Photo by Hector Bermudez on Unsplash
How to Rock Data Science One Project a Time
The actionable steps to build and communicate data science products
Background
Once upon a time, I opened my Jupyter notebook to show a C-suite manager my work on the project. He had never asked me to show my work ever again after that. If you didn't understand what happened here, imagine the following: a passionate fresh grad was asked by a manager to show his work. The young and broke fresh grade with all excitement presented his python code. Nobody has acknowledged my existence in this big organisation and finally, it's my moment to show my magic; or so I thought. Me presenting my code was a spectacular mistake I have done so far in my career. As time goes by I became so attached to showing my models working via prototypes.
Why was this a mistake? Well, am glad you asked. The manager doesn't understand python and couldn't care less about code in general. He was asking about some reports, insights, or any form that could represent my findings. This is a manager, not your groupmate that you just show him the output of jupyter notebook.
The essential question is how do you show your work and progress as a data scientist? Here I want to share what I have practised over years of working in the field and proven to be remarkable.
Documentation
I hope this does not come as a surprise to you, but they are by far the best ambassadors of your thoughts. I do believe that writing is not just about explaining our ideas to others, but in the first place, writing is thinking clearly. While you write the process that takes place is building connections among your thoughts. The final output is more than a document, it's also clarity.
I do believe that writing is not just about explaining our ideas to others, but in the first place, writing is thinking clearly.
What to write? There are several forms of writing or documentation one can do, but I will limit this to 3 types.
One page
This document is very simple and straightforward. It is one page that describes what you want to do. You should answer three questions:
- What is this project about? You can describe the problem and give context.
- Why are we doing it? Objectives that you want to achieve.
- How are you going to do it? An abstract description with less technical jargon.
This document is your first page and you will write them more often. My rule of thumb is that I jump into creating this every time an idea lights up above my head. Often this is what managers will look at to get the gist of what you are working on.
Where to write this? You can write this literally anywhere that allows you to share documents or collaborate. It can be as simple as Google docs. I have used Dropbox paper and switched to Notion. Your company might have a platform for this or you can simply start one.
Performance analysis
This could be what you should think of as soon as you start progressing on your exploratory data analysis (EDA). More importantly, if you have built some machine learning model this kind of analysis document is how you keep your stakeholders informed. The medium could be a document page or even a slide if you fancy it.
Technical documentation
This document is different in nature. The intent here is to write something that describes the technicalities of the project. In this instance, the targeted audience is fellow data scientists and colleagues. Among the points that you should make clear are:
- Flow of the system or the workflow preferably visually drawn to help communicate through the image.

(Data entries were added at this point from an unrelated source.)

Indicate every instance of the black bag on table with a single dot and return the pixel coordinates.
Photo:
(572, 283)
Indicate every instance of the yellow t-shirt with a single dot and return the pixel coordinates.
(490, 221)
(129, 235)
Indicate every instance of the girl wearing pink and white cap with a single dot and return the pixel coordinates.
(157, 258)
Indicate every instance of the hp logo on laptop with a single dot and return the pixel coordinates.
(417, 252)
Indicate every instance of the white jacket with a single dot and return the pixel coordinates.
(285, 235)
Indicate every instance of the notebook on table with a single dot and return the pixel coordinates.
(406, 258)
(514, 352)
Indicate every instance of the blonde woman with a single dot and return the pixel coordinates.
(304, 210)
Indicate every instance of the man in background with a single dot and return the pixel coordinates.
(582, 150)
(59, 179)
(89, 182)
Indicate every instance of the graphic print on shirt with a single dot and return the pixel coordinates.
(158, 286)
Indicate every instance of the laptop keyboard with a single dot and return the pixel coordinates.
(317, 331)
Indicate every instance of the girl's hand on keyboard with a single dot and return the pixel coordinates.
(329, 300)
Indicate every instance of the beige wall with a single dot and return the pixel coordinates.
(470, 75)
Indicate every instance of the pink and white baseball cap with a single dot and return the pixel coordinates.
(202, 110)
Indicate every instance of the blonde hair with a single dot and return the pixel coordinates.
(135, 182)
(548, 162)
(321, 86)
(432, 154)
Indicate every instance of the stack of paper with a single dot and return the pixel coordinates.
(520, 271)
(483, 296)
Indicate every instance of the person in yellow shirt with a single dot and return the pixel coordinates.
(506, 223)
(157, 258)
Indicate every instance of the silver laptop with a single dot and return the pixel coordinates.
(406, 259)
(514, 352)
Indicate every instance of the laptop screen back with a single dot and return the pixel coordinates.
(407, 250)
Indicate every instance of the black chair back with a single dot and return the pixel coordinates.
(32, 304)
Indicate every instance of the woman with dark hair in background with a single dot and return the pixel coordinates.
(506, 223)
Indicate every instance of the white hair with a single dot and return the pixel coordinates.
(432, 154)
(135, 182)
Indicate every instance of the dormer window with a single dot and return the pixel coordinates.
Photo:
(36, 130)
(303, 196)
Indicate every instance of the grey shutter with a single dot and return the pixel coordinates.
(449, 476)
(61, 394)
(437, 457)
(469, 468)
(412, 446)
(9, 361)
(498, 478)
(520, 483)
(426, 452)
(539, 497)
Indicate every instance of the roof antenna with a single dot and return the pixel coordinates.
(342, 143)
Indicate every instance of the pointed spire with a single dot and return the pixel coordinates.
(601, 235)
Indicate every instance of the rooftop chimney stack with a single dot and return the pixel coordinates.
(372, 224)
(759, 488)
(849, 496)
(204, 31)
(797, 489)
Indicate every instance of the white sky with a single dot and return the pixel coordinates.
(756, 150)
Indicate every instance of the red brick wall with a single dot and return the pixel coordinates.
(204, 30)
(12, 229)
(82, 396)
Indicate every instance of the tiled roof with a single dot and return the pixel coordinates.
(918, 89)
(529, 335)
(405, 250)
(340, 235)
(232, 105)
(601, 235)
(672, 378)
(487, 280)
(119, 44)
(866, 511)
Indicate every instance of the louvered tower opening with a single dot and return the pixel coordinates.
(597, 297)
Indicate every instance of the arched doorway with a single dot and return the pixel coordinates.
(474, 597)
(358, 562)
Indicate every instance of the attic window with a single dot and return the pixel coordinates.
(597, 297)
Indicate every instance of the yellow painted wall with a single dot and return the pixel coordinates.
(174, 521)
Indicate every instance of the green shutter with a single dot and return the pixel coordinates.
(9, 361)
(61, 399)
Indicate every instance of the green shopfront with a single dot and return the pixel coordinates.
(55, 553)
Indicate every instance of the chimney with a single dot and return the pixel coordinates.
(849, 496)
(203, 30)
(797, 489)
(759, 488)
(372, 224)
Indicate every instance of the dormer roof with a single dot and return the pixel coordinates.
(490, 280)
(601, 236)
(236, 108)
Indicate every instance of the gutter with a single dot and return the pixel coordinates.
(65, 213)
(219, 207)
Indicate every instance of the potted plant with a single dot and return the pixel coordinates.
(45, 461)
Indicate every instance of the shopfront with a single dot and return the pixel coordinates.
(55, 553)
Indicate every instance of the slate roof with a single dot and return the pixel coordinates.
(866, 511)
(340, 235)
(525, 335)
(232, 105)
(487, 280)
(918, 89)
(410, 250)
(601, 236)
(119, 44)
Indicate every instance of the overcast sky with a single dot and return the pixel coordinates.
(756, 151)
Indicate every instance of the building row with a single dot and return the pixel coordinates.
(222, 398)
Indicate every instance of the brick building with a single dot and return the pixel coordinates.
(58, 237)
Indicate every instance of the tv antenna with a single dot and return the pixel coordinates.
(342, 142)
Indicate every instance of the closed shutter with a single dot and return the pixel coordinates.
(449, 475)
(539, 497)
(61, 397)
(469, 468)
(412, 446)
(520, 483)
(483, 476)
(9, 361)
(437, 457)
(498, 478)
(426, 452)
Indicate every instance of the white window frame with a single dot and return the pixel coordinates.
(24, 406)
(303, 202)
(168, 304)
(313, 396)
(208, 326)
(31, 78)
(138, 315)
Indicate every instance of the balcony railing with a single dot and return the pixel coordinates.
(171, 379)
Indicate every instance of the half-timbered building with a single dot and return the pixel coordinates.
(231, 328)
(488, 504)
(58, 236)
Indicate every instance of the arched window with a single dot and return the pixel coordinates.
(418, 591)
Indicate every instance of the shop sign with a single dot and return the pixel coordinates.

- The implementation and considerations.
- Links to parts of the code or repository.
Prototyping
Data science projects under the hood could be a lot of things from machine learning models, preprocessing steps, and even data pipelines that are necessary to keep the product running. Nonetheless, your work has to be ultra simple and impactful in the beginning. That means to think of a minimal viable functionality and build it first. Building data products is way easier today than ever. There are several tools out there but I will mention two:
Dash
Dash is a framework to build web-based data applications. Written on top of plotly.js and React.js which makes it ideal for building the web interface of your machine learning models. Dash abstract and full-stack which is empowering for data scientists to build without the need to understand or manage the complexity behind the scenes. We call products built on dash "dash apps or applications".
Streamlit
Streamlit takes a data scientist to another level of building full stack applications with crisp clean web interfaces. The power of streamlit comes from a huge set of pre-built widgets with the ability to customize and be up and running in a few minutes.
How to do it?
Now that you know the most important tools, I think in a simple scenario things will go along the lines of the following flowchart.
Conclusion
The real-life situation might be different but I hope this draws the image for you. One step omitted here (in the above flowchart) is the technical documentation which is something that can be done once the product is deployed or iteratively written while development is still ongoing.
Through this text I hope you have learnt about:
- Documentation: types of documents and to whom we write them.
- Prototyping: Python Frameworks that are used to build an interactive app.
- MVP: Thinking of a minimal viable product for your project.
- Workflow: First steps to take when you have a new idea or concept.
Remember the following quote by Eric Ries:
The only way to win is to learn faster than anyone else.